Because the Range Rover comes outfitted with a supercharged engine, it relies on forced induction just like a turbocharged engine would. However, a turbocharger provides a boost somewhat higher in the RPM range, while a supercharger typically kicks in lower. In this case it begins to reach its top performance at 2,500 rpm and maintains it up to 5,500 rpm.
Some may argue that a supercharger does not have the performance lag of a turbocharger. And that is true as the turbocharger is hooked to the engine manifold and is driven by exhaust gases while the supercharger is mounted to the engine and utilizes a pulley that works in tandem with the accessory belt. Certainly, there is no lag, but your anticipation of the boost kicking in may give you at least the perception of lagging.
Perceptions aside, this robust Range Rover Sport delivers. Its off the mark acceleration is excellent and it keeps on giving well above highway speeds. Take it on the twisty roads, however, and the SUV’s mass becomes evident.
Although you definitely will hug the corners and stay planted, you will sense some body roll. This is no Jaguar F-Type, but when it comes to steering, handling and gutsy performance, you’ll be hard-pressed to find a better performer among SUVs. This model benefits from a Terrain Management System that, when operated in Dynamic mode, provides tighter body control, reduced roll and improved steering and performance.
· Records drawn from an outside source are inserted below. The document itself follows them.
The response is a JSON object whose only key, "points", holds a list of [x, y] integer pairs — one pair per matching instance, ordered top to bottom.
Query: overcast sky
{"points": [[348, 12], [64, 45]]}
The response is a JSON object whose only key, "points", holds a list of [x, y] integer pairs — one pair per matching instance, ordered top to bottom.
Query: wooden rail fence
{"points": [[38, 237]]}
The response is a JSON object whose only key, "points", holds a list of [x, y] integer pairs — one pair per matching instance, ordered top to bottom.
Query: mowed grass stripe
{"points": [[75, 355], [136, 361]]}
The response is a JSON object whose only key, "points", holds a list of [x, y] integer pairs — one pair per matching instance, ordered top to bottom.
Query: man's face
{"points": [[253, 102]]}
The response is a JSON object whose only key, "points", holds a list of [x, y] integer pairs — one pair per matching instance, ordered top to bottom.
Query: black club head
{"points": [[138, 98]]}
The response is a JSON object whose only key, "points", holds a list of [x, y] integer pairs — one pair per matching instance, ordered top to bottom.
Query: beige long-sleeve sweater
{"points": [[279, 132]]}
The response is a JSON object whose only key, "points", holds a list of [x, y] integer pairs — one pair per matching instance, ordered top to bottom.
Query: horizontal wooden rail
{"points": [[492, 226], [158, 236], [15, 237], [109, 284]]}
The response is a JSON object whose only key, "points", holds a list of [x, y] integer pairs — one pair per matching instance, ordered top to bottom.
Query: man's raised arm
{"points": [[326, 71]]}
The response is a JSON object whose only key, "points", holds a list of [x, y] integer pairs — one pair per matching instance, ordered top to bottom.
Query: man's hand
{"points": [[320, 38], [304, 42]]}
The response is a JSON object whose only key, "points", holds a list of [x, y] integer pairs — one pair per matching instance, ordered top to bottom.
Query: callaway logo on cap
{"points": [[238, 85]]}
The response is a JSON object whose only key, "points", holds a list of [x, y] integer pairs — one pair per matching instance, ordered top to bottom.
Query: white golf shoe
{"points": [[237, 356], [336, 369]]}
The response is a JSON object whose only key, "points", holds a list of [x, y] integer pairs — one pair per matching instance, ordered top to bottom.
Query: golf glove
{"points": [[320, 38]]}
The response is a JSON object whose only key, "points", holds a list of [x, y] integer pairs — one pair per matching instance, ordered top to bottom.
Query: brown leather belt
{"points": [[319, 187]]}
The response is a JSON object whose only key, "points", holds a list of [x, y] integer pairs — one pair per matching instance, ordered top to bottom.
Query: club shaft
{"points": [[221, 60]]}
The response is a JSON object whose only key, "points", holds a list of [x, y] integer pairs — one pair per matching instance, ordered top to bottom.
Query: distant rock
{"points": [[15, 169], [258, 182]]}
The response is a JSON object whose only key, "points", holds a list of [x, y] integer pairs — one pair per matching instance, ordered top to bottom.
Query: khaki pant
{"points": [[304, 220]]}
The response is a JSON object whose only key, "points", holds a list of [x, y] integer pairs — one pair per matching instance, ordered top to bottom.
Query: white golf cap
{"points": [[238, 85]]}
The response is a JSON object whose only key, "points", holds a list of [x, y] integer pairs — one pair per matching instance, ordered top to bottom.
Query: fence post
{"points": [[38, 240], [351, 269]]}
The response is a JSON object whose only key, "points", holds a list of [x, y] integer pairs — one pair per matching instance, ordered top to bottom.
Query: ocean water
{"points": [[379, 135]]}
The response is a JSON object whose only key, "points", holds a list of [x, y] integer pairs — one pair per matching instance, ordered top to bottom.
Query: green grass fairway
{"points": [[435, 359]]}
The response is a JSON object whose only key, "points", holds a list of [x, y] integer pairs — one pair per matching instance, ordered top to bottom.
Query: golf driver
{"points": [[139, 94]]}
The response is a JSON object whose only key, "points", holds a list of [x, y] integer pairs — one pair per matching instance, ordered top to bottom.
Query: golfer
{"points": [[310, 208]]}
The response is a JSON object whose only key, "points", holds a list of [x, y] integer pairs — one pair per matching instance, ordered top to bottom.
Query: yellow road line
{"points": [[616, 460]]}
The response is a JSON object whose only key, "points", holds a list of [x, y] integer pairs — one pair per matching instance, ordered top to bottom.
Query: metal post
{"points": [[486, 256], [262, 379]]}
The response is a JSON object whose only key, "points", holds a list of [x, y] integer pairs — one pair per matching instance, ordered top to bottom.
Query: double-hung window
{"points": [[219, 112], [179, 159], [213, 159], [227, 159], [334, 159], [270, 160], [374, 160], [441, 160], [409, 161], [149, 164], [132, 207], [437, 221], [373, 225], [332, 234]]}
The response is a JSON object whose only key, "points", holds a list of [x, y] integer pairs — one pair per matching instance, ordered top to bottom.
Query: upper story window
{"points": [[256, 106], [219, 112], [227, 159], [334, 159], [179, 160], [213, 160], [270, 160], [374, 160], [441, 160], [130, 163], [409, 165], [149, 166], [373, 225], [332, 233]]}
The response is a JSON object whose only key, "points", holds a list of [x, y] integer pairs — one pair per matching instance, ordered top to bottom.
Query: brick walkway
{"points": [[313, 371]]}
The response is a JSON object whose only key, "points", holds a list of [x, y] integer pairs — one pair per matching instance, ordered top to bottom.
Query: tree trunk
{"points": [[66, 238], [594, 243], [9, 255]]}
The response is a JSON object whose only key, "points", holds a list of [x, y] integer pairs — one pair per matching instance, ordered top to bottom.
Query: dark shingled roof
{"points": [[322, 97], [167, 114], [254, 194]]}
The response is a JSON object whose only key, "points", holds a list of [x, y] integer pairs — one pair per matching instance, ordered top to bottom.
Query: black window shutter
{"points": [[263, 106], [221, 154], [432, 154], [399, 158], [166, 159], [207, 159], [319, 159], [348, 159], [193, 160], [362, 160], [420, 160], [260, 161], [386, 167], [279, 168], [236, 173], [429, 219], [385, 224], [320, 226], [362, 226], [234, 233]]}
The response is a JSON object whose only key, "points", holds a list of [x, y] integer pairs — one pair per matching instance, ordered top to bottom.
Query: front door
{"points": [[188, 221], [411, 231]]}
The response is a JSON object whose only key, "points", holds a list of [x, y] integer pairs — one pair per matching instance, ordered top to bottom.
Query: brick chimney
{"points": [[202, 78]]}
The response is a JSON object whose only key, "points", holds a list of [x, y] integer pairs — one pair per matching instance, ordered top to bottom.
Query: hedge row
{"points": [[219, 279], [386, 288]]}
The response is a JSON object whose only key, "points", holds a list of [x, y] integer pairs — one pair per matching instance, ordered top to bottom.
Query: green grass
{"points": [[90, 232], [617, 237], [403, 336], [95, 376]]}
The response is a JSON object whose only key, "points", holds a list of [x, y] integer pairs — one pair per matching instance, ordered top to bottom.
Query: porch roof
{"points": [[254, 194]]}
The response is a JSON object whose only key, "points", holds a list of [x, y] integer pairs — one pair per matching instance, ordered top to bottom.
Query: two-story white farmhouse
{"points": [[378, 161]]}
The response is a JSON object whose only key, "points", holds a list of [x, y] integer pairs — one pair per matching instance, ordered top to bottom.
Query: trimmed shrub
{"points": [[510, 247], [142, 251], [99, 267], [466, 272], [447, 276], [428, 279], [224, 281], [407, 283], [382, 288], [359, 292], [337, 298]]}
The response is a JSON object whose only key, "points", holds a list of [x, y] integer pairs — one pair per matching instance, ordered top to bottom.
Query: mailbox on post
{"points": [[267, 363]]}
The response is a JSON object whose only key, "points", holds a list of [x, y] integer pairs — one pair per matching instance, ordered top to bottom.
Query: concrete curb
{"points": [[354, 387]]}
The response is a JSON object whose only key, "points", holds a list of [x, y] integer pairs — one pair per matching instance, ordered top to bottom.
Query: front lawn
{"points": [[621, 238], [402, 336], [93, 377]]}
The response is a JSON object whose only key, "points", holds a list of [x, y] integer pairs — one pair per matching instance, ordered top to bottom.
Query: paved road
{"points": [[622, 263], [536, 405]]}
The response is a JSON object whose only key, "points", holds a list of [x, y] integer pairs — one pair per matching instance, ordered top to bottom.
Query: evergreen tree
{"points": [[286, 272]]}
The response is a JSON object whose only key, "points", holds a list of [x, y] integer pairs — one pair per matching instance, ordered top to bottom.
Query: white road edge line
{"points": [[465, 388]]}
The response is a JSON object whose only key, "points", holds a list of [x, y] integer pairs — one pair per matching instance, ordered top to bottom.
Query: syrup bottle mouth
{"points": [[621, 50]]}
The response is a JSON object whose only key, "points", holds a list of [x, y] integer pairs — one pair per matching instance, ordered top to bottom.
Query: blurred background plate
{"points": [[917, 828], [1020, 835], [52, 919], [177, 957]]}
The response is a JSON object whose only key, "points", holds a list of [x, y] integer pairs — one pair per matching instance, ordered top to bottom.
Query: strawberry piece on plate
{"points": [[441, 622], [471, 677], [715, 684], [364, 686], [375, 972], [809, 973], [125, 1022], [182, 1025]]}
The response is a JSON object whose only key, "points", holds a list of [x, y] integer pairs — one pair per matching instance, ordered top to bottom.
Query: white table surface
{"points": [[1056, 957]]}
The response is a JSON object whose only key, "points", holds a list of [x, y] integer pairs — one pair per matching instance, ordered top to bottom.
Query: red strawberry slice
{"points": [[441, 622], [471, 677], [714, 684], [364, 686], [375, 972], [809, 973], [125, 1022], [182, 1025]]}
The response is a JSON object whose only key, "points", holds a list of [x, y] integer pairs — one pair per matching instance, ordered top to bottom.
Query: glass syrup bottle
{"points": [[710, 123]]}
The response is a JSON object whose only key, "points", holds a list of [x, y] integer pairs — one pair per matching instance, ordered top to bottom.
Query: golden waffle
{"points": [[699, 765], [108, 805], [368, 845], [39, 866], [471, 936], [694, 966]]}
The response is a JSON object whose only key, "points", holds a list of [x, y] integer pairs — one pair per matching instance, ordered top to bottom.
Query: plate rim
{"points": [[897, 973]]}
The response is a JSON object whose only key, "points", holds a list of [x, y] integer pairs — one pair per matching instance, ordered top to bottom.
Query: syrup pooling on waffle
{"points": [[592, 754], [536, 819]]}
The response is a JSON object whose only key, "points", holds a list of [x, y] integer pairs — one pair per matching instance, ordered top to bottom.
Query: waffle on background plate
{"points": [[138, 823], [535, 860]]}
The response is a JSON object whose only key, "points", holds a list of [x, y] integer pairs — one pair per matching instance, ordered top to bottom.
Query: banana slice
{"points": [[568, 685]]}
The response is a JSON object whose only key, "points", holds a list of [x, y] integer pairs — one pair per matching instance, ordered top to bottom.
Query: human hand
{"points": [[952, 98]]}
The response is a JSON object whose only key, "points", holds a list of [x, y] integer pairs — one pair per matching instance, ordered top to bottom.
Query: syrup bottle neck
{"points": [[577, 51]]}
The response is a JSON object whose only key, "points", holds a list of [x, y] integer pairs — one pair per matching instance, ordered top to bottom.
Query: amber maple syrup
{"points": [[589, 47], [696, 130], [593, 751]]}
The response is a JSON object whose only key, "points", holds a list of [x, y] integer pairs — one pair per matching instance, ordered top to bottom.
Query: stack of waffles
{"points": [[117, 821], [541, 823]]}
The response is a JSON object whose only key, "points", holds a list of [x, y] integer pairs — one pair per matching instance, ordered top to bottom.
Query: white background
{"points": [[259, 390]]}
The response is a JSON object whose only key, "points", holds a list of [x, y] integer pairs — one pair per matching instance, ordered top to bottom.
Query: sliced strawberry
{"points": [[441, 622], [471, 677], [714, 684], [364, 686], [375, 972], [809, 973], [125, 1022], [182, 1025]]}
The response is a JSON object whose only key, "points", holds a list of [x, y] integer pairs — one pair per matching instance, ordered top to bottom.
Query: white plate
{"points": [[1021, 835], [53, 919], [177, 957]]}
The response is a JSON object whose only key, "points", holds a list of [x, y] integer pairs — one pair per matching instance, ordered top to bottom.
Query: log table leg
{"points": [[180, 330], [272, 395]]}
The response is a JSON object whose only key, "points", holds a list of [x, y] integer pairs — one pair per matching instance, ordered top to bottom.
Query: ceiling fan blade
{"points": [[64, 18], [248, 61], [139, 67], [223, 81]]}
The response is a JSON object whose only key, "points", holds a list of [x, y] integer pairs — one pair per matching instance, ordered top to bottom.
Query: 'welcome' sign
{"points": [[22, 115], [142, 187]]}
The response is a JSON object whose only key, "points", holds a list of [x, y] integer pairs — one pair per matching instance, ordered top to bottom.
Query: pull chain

The Range Rover Sport Supercharged’s only strong rival is the Porsche Cayenne Turbo S; both vehicles have lapped the famous Nürburgring Formula One course in Germany. I’ve been told that the SVR edition is faster than the Porsche, but the proof of that needs to be demonstrated on the track.
Choose a Range Rover Sport and you are making a serious investment in a motorized conveyance. The base model with the smaller supercharged engine retails for $63,350. The model as tested begins at $79,995. With multiple package upgrades, including a Meridian audio system, tow package, Comfort and Dynamic packages, the test model topped $91,000. Choose the Autobiography edition and your final price can top $100,000.
If you are not convinced that you need that much power, the base model is a smart place to begin. I have driven Land Rover and Jaguar models with the supercharged V6 and found no lack of power with any product. You will also enjoy a slight benefit in fuel economy, achieving 17/22 mpg city/highway.
The current Range Rover Sport has been on sale since the 2014 model year, and a quick look at our Used Car Listings indicates that a Supercharged model can be had for roughly $70,000. Choose the previous generation (2006-2013) and you should have no trouble finding a 2- to 3-year-old Range Rover Sport for around $45,000.
As a status symbol the Range Rover Sport Supercharged delivers the goods. That you can take it off road or challenge sports cars are bonuses that should not be easily dismissed.